Upper School Math Coach
Education: B.A. Mathematics, Hood College
Length of time teaching: 17 years
Holy Trinity’s tagline is: “Start Here. Go Anywhere.” How do you envision helping students to live this motto?
I have been fortunate and blessed in my own life, being born in Jamaica and then raised in Texas and Maryland by parents who always emphasized that through education I could achieve anything. My father had done so himself, as a student at the University of the West Indies, then becoming an accomplished CFO. Although I would be teaching math, I would also express to students by words and by my own example, the freeing power of learning and how all of our Holy Trinity students are at a starting point today with all destinations possible. I would encourage them to express and pursue their dreams.
What do you look forward to the most about teaching at Holy Trinity?
Too many students shy away from math. The subject requires students to build a new language and new skillsets. I love showing students that they all can do it. In teaching math, I feel like I am helping students avoid creating unnecessary limitations on themselves. In addition, I love the subject I teach and know that students who develop their skills in math will be equipped in all the fields they pursue.
What do you love about teaching at HT?
At Holy Trinity, I feel like my values are understood by everyone. I love the ability to see education as more than just a job and more than just teaching a subject.

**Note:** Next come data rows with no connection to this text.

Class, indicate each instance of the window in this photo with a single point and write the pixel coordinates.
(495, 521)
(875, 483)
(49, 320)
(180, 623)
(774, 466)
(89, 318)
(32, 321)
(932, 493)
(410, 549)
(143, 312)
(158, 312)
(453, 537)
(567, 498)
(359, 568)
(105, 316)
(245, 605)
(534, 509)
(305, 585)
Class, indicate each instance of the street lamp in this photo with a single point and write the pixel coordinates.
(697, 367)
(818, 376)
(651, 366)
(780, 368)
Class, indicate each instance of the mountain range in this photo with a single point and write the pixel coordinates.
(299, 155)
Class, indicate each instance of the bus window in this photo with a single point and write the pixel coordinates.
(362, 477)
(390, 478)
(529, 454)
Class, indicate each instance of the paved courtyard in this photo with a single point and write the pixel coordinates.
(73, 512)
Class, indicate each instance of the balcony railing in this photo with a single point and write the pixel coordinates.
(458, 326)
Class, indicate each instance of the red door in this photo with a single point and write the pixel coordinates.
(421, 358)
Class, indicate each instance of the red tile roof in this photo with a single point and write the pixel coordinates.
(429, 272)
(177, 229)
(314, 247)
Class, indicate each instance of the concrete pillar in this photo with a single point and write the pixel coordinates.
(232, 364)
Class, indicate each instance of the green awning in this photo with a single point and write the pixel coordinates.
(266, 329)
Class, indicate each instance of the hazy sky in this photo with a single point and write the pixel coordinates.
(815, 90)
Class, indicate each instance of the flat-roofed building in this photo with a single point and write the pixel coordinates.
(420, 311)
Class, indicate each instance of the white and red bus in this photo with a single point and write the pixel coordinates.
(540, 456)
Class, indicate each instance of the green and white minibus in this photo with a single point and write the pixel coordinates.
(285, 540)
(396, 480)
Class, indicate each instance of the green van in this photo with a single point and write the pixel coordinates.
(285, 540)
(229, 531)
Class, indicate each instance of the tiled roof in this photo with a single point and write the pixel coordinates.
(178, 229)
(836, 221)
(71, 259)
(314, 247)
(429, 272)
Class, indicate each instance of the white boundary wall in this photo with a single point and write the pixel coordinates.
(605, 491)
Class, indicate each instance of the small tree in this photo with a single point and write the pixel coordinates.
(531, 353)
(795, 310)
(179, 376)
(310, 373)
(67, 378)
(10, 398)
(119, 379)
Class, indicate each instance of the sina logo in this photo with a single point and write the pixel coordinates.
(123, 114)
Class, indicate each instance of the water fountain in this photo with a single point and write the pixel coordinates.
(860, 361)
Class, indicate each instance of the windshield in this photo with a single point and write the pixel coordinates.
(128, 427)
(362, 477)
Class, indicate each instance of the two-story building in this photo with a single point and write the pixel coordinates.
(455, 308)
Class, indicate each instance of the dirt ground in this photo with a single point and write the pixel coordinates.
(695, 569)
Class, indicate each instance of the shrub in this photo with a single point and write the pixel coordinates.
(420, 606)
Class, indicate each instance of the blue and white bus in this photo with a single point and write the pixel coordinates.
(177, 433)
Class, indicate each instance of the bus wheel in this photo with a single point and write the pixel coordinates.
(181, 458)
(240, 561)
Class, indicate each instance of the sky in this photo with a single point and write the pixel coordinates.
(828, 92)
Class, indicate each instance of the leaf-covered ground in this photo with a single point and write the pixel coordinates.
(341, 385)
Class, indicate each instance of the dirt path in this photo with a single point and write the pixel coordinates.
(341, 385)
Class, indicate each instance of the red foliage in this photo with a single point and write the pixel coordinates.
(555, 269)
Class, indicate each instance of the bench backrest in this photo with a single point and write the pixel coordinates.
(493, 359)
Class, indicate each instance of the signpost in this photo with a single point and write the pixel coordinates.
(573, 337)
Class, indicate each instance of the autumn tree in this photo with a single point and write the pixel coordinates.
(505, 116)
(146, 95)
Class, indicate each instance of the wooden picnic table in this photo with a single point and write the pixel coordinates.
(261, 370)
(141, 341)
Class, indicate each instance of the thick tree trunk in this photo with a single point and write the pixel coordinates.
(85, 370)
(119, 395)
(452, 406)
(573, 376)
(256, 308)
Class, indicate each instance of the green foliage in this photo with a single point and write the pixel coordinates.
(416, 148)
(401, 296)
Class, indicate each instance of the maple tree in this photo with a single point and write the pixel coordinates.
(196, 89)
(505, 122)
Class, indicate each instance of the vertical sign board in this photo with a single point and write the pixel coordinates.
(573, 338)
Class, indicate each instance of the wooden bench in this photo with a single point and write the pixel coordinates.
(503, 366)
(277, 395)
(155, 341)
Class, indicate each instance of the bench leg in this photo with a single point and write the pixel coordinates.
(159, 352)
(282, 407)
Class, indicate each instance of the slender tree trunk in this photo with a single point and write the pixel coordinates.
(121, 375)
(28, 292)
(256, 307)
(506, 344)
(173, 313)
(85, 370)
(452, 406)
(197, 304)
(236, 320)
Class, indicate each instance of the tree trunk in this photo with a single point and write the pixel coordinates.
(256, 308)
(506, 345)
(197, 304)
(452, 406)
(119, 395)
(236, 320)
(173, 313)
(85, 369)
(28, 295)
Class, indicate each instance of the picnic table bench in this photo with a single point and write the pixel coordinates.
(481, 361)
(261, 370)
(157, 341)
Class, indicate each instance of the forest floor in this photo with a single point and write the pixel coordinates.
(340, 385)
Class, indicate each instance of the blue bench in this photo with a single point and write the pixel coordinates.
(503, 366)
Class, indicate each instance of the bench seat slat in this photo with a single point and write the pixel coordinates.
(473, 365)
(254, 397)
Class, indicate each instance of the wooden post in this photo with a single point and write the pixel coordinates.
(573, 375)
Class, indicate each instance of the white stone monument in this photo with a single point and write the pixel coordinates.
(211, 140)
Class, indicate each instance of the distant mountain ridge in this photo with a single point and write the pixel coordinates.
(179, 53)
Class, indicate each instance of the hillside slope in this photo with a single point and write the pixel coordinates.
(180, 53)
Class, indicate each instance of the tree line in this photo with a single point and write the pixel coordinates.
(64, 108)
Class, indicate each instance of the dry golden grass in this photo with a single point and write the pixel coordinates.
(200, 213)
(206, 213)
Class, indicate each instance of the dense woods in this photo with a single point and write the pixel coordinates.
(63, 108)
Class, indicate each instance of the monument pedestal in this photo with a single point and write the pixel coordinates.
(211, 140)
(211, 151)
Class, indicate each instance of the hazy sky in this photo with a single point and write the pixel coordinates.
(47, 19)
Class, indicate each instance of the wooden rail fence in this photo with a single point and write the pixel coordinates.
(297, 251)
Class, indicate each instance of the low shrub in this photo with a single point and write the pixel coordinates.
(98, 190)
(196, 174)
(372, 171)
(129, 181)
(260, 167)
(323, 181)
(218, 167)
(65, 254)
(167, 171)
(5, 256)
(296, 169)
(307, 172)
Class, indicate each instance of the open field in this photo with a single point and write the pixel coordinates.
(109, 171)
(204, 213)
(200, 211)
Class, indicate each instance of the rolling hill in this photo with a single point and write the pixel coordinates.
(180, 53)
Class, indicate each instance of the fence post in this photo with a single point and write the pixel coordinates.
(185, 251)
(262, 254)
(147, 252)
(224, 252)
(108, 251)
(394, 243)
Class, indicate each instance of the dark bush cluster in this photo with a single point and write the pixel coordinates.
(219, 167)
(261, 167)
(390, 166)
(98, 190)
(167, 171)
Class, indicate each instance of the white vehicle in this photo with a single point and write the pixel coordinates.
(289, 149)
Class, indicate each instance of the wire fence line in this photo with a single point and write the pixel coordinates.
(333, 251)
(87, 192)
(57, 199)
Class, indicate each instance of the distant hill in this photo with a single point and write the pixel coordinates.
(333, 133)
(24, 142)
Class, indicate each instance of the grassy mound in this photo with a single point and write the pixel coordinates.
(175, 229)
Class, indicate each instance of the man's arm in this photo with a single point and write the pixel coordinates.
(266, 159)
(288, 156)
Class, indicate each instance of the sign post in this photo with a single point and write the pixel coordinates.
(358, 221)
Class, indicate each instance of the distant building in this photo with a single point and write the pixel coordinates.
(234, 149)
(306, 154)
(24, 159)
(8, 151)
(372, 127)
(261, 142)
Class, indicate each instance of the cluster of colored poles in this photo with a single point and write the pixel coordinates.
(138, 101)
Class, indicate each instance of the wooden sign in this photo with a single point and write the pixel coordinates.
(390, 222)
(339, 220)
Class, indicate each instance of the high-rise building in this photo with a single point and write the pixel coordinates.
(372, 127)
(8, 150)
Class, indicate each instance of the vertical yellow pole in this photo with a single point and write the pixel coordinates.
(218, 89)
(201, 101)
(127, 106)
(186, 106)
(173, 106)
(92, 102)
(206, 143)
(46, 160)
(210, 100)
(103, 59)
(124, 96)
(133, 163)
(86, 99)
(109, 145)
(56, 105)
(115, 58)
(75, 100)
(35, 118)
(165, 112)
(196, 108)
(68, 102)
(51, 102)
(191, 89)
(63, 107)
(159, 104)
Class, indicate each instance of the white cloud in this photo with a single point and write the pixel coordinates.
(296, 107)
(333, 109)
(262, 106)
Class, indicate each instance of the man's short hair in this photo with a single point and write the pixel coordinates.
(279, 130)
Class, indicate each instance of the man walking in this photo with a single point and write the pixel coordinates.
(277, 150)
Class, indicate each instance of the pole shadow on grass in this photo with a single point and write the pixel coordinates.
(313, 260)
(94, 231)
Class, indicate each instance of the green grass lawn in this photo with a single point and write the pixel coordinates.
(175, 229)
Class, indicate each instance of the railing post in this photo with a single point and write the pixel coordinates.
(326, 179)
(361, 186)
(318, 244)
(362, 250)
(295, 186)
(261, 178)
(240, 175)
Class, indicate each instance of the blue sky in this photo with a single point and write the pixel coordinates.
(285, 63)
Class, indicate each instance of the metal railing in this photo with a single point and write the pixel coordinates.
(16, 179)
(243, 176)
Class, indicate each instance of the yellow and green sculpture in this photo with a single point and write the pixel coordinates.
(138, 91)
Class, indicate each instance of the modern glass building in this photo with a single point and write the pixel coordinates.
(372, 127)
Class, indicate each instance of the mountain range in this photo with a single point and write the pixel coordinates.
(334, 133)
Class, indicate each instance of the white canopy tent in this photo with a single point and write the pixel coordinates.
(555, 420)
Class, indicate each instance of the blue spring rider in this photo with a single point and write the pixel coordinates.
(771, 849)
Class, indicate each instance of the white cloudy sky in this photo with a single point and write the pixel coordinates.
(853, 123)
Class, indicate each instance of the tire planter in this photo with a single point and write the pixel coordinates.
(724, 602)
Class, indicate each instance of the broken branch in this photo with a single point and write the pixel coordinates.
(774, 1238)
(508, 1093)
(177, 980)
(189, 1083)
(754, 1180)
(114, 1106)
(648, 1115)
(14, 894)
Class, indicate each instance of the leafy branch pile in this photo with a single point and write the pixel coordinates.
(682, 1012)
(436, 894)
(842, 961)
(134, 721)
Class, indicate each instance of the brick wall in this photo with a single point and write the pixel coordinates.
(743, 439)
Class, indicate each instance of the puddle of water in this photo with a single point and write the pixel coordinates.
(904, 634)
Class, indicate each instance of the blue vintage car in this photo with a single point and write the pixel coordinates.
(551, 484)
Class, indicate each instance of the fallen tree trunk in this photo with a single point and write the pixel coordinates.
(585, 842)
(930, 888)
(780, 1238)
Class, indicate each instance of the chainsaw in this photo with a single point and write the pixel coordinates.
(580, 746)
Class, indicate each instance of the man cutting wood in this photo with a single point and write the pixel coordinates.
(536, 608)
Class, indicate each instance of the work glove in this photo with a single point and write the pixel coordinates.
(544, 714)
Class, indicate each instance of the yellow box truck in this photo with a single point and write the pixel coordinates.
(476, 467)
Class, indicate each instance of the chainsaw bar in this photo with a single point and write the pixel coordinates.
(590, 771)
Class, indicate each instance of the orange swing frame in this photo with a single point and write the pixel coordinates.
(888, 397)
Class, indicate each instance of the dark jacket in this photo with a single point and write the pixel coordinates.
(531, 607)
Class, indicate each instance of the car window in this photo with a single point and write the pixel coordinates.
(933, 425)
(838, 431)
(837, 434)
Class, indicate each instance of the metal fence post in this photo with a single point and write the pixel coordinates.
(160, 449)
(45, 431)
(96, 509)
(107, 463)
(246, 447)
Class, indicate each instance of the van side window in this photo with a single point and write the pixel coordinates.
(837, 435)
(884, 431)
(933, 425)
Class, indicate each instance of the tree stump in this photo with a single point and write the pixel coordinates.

I think everyone at Holy Trinity sees the experience of being a teacher as playing a part in helping children spiritually and emotionally. With all my colleagues, we are playing a higher role in how these children develop to be strong, capable and caring adults.
What motivated you to become a teacher?
I always knew I wanted to be a math teacher. I found myself helping classmates on their math and even sometimes giving the teacher tips that worked for me. I realized quite young that it gave me joy to see the pieces of the puzzle click for other children. Then you hear, "I get it!"
How do you measure your success as an educator?
There is an immediate success when you see that light of understanding that happens when a student "gets it." I treasure those moments. I appreciate the students that work hard and do well on their tests, but I am particularly proud of the students that struggle with a subject initially and then rise to a new level. That's the best kind of success because it means you made a difference.
What are your hopes for your program/discipline at HT?
I think it's amazing that Holy Trinity has coaches - math coaches and academic coaches - to help support their students. I hope to help as many students possible so they can be successful in the subject. It can be stressful being a student. I hope my role here will ease some of the stress that students and teachers are facing. I hope to teach students one of the greatest powers, to advocate for yourself. It is the greatest power to realize when you need help or have questions, and even greater to then seek help.